Mine is doing the same thing. I have my finger over the trigger to buy this as well. Price seems decent and it's a nice little package. Might as well do the belt while you're in there eh? 57k miles on mine so it's timing belt time anyhow (a little past i know







)


_Modified by Brammage at 3:54 PM 8-26-2009_


----------



## sledge0001 (Oct 7, 2007)

*Re: overheating 1.8t (jordondouglas1.8t)*


_Quote, originally posted by *jordondouglas1.8t* »_anyone out there had or herd of a 1.8t water pump going before 50k

Yes me... 22K


----------



## redsoxreturns (Oct 18, 2004)

*Re: overheating 1.8t (sledge0001)*


_Quote, originally posted by *sledge0001* »_
Yes me... 22K

29k here.


----------



## v double u (Jan 6, 2004)

*Re: overheating 1.8t (redsoxreturns)*

I wouldn't spend any money on anything else until you go ahead and replace your thermostat and temperature sensor, which both should be upgraded to the new ones anyways IMO. Be sure your coolant level in the reservoir is of the proper level as well. I had my temp gauge just drop to no read while doing anywhere from 35-65+ mph at random times. Def replace the sensor and temostat before anything else. And, by the way, they are very easy to replace.
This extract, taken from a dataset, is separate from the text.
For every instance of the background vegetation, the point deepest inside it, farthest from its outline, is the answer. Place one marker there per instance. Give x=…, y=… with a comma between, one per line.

Themostat can take a little more time and you need to have the right tools for the job (flex socket and extended magnet stick)..other than that, the temp sensor is a quick snap in fix. Let me know if you have questions, I'll try to help if I can..some DIY's I used to carry-out these two tasks...
http://forums.vwvortex.com/zerothread?id=4483069 (Info how to easily drain, flush, and refill coolant, you'll lose enough when replacing the thmostat to make this worth the effort http://****************.com/smile/emthup.gif )
http://forums.vwvortex.com/zerothread?id=4403010 (Info on how to refill your coolant level...basically, make sure everthing is all bolted up and good to go, then add proper mixture of coolant+water to the reservoir in increments with the engine running...keep checking level to be sure you don't go to high or too low.)
http://forums.vwvortex.com/zerothread?id=3998685 
(Go 5 posts down and look for the themostat DIY info section. Helped me with some pictures at least..let me know if you have questions here.)
http://forums.audiworld.com/sh...25102 THIS IS THE ONE YOU NEED TO HELP OUT WITH REPLACING YOUR THERMOSTAT!
http://forums.vwvortex.com/zerothread?id=1141377 (This is to replace your temperature sensor, EASY!!...couldn't find the post I used to replace mine, but using the two pics they gave you in this post while looking at your engine bay should narrow you right in. Oh yeah, with the new Green Top Temperature Sensor on hand, you'll have an idea as to what exactly this thing looks like. http://****************.com/smile/emthup.gif 
Hope this all helps, let me know if you have any questions, I'll see if I can guide or help you, or get help from others! Goodluck. Ryan.


----------



## CesarinGTI (Mar 27, 2007)

Car heating up... DID THIS IN THIS ORDER OK!
1.Replaced W.PUMP (20-25K miles ago)
2 Replaced T.stat with Housing
Replace Reservoir tank
added G12++
3. Replace Fan switch
4. (temp sensor housing burst)
Replace Temp sensor housing w/ Green top Temp
5. CAR STILL OVER HEATING>>> 
REALLY BIG AIR BUBBLE OR BLown Gasket?!
car basically overheated like 9 times or more.
talk about luck...


----------



## jordondouglas1.8t (Aug 2, 2008)

*Re: (CesarinGTI)*

thanks everyone for all the input!!!
i got the blauparts timing kit (which was very nice by the way) i bought it monday and it was on my door step thursday.
i replaced everything, both belts, pullys, tensioner, water pump and all.
and just as i read in most overheating posts the water pump came out the block with no impeller on it. i had to scoop out all the broken peices.
so yea that was my problem. started it up and she runs better than ever. temp gauge doesnt go a smiggin' over 190.

2 questions though
1. is the tming belt usually tight as hell when putting on without the tensioner pin pulled?
2. my dumb ass didnt know that g12 was a 50/50 mix.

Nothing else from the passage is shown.